Два дня прошли благополучно.
А на третий за утренним чаем жене Берегова подали письмо.
Она распечатала его, пожала плечами, рассмеялась и, протягивая Берегову, сказала:
-- Еще один экземпляр. Ну уж, я не такая дура. Даже читать не буду.
-- И слава Богу, -- усмехнулся Берегов, быстро пробегая глазами письмо. В нем кто-то незнакомым почерком "ставил в известность госпожу Берегову", что муж ее сегодня вечером должен быть с Марьей Антоновной Лимоновой в "Аркадии"...
-- Да-с, да-с, да-с, -- рассеянно улыбнулся Берегов. -- Много нынче всякой чепушенции пишут.
Порвал письмо на клочки и придвинул к себе свежий стакан чаю.
-- Ты нынче что вечером делаешь? -- спросила жена.
-- В "Аркадии" буду ужинать. Сегодня начальника дороги чествуем.
-- И прекрасно, -- сказала жена, приглаживая его растрепавшиеся волосы. -- А то ты совсем у меня заработался.
V. БЕРЕГОВ УСТРАИВАЕТСЯ ПО-СВОЕМУ
Был уже час ночи, когда инженер Берегов, войдя черным ходом в свою собственную квартиру, тихонько положил саквояж и чемодан в угол коридора, снял пальто, шляпу и затем неслышными шагами прокрался в спальню.
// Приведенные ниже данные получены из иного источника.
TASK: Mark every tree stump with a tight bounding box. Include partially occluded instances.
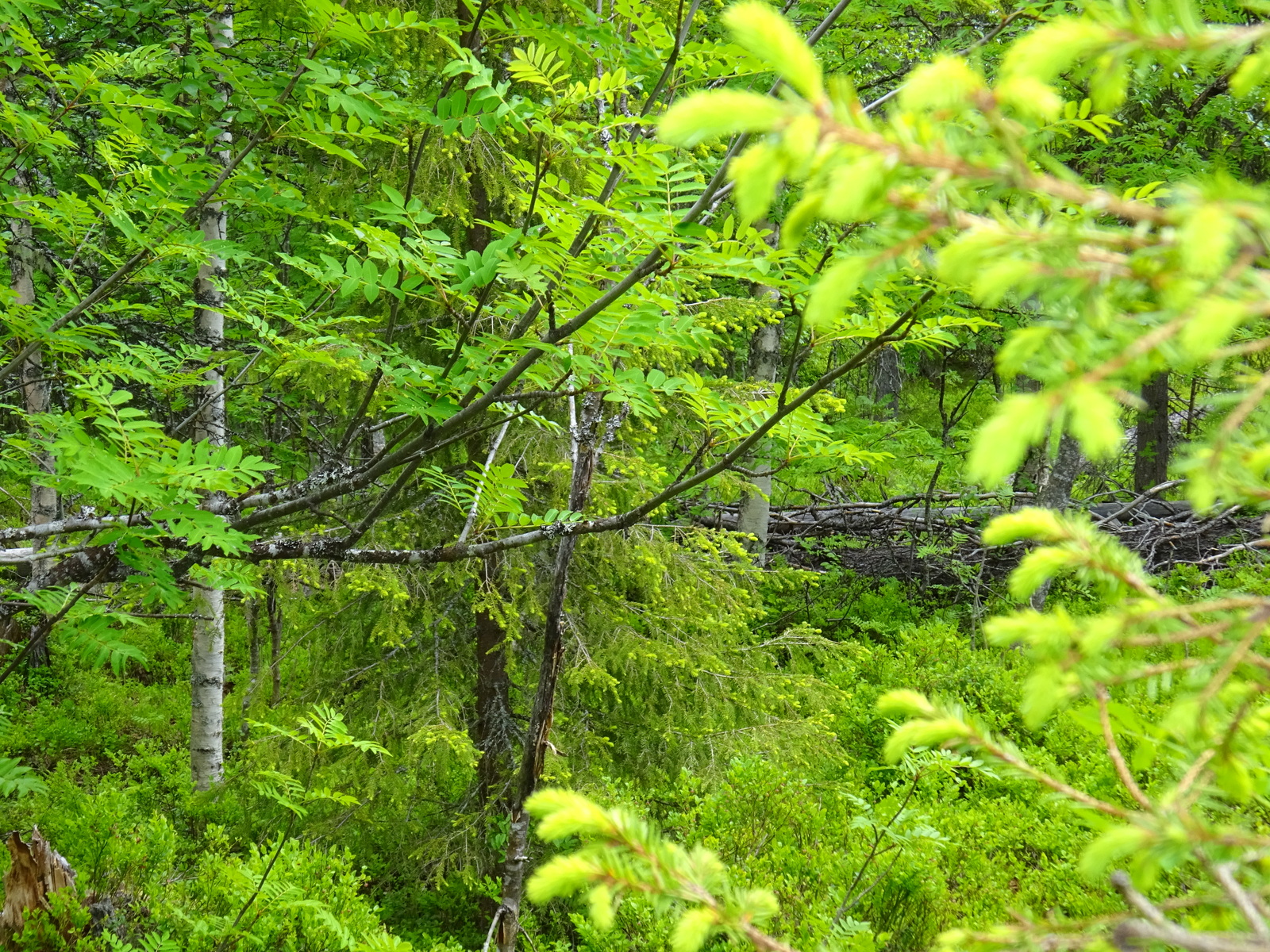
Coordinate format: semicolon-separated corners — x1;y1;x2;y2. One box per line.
0;825;75;935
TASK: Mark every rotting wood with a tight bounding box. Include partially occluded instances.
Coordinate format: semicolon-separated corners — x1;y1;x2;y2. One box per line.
0;825;75;937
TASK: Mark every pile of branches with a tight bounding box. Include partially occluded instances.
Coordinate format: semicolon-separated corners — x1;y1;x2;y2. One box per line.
702;484;1265;585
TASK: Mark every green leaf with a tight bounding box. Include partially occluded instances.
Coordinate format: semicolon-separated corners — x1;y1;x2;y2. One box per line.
722;2;824;102
967;393;1050;486
1063;381;1124;459
802;256;868;332
899;56;984;109
883;717;972;764
658;89;786;148
671;906;719;952
878;689;935;717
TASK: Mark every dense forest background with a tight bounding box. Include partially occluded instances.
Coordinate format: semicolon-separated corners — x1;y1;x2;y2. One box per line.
0;0;1270;952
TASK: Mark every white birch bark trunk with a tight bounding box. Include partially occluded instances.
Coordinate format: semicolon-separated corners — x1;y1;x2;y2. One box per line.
737;284;781;565
189;5;233;789
9;170;57;668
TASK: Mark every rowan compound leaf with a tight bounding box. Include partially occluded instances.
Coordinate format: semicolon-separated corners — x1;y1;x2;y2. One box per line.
671;906;719;952
821;154;887;222
1090;53;1129;113
525;792;614;840
1177;297;1247;363
899;56;984;110
983;506;1068;546
587;884;614;931
1018;664;1081;730
967;393;1050;486
1230;47;1270;97
722;0;824;102
1080;827;1152;882
1177;203;1238;278
1010;547;1077;601
883;717;973;764
1064;382;1124;459
1001;17;1114;83
525;855;599;905
729;142;785;221
992;74;1063;122
878;689;935;717
658;89;786;148
804;256;868;332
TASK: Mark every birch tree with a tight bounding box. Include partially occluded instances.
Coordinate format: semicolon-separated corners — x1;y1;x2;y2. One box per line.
189;4;233;789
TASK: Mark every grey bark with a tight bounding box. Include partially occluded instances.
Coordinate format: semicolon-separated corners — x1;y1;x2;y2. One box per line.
1029;433;1084;612
264;575;282;707
189;5;233;789
872;347;904;420
9;170;57;668
1133;370;1168;493
494;393;627;952
737;237;781;563
240;598;260;740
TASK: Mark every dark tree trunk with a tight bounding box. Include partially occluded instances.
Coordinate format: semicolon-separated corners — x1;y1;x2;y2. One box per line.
1030;433;1084;612
240;598;260;740
472;556;518;806
264;575;282;707
737;222;782;563
872;347;904;420
495;393;626;952
1133;370;1168;493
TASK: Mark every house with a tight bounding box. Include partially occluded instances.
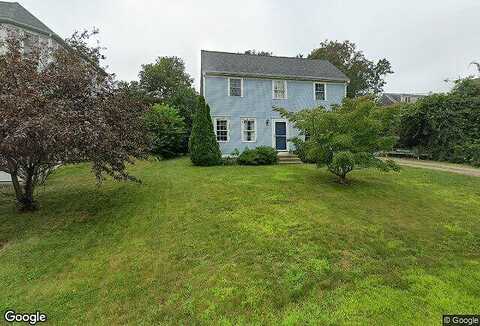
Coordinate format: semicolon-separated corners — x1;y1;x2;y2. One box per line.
0;1;64;53
378;93;426;106
200;51;349;155
0;1;63;186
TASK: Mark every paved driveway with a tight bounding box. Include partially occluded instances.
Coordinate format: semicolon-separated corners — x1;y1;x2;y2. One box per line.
392;158;480;177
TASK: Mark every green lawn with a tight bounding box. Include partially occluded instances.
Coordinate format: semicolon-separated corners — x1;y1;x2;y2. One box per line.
0;159;480;325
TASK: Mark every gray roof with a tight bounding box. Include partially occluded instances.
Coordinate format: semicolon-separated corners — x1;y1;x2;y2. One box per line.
201;50;349;82
0;1;56;36
379;93;427;105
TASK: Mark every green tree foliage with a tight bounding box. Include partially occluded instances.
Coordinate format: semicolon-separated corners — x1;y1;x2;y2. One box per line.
452;78;480;97
278;98;398;184
139;57;193;100
399;90;480;163
189;96;222;166
138;57;198;132
308;40;393;98
145;104;188;159
238;146;278;165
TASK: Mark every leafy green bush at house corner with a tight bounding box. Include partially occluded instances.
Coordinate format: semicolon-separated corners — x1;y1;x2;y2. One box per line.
276;97;398;184
454;140;480;167
290;137;315;163
145;104;187;159
237;146;278;165
189;96;222;166
399;91;480;164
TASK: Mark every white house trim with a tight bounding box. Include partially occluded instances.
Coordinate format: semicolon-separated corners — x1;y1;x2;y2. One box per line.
313;82;328;102
272;79;288;100
213;117;230;143
272;119;290;152
240;117;257;143
227;77;243;97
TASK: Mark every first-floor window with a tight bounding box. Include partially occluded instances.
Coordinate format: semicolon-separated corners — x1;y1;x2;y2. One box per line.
241;118;257;142
314;83;326;101
215;118;229;142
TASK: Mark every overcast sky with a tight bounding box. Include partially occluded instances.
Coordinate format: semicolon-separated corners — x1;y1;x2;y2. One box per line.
18;0;480;93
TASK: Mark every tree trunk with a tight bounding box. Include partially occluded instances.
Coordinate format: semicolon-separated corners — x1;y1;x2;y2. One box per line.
10;169;38;212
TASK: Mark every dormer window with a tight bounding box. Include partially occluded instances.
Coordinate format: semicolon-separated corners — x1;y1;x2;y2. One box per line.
272;80;287;100
228;78;243;96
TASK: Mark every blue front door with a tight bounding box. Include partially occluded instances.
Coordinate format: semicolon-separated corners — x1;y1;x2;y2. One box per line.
275;121;287;151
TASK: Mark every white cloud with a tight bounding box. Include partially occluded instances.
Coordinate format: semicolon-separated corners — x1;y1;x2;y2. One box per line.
17;0;480;92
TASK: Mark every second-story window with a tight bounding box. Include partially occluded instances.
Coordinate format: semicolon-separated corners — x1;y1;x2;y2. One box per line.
23;33;40;54
272;80;287;100
314;83;327;101
228;78;243;96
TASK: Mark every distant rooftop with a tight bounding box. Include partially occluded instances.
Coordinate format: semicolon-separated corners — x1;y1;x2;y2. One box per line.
201;50;349;82
0;1;56;36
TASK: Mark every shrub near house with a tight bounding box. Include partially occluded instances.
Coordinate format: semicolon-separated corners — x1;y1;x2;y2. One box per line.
145;104;187;159
278;98;398;184
189;96;222;166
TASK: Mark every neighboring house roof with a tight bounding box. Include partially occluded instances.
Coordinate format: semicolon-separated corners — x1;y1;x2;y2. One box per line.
0;1;63;43
201;50;349;82
378;93;426;105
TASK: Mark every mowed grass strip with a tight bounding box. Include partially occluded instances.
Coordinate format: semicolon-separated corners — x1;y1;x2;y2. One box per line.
0;158;480;325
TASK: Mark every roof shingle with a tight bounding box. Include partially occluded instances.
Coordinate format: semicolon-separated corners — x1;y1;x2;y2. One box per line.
0;1;55;35
201;50;349;82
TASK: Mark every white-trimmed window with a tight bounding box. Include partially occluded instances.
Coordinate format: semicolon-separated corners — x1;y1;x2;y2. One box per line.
23;32;40;54
313;83;327;101
213;118;230;143
241;118;257;143
228;78;243;96
272;80;287;100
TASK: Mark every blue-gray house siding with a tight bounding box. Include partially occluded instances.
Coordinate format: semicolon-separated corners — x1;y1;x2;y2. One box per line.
201;52;348;155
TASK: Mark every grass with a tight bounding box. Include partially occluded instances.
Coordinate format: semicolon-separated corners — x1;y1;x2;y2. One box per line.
0;159;480;325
Спальня была освещена лишь слабым голубым светом маленькой ночной лампочки. Однако при этом свете можно было разобрать все: разбросанное по стульям и дивану мужское и женское платье, ботинки -- весь тот милый беспорядок, который производится поспешностью и любовью.
На столе лежал котелок.
Инженер Берегов улыбнулся уголком рта, бесшумно поставил у самой кровати стул, опустился на него и, закурив папиросу, погрузился в ожидание.
Женская кудрявая головка, так тепло и доверчиво прильнувшая к мужскому плечу, вдруг зашевелилась, поднялась из волны кружевных подушек, и заспанные, еще туго понимающие глазки бессмысленно взглянули на спокойную фигуру, сидевшую на стуле у кровати.
Раздался подавленный крик -- и женская головка снова упала на плечо безмятежно спавшего человека.
-- Коля!.. Проснись же... Он вернулся... Сидит на стуле.
-- А? Что такое? Где такое?..
Спавший мужчина тоже поднял голову, тоже бессмысленно оглянулся по сторонам и вдруг, пробудившись, как от электрического удара, бессильно откинулся на подушки.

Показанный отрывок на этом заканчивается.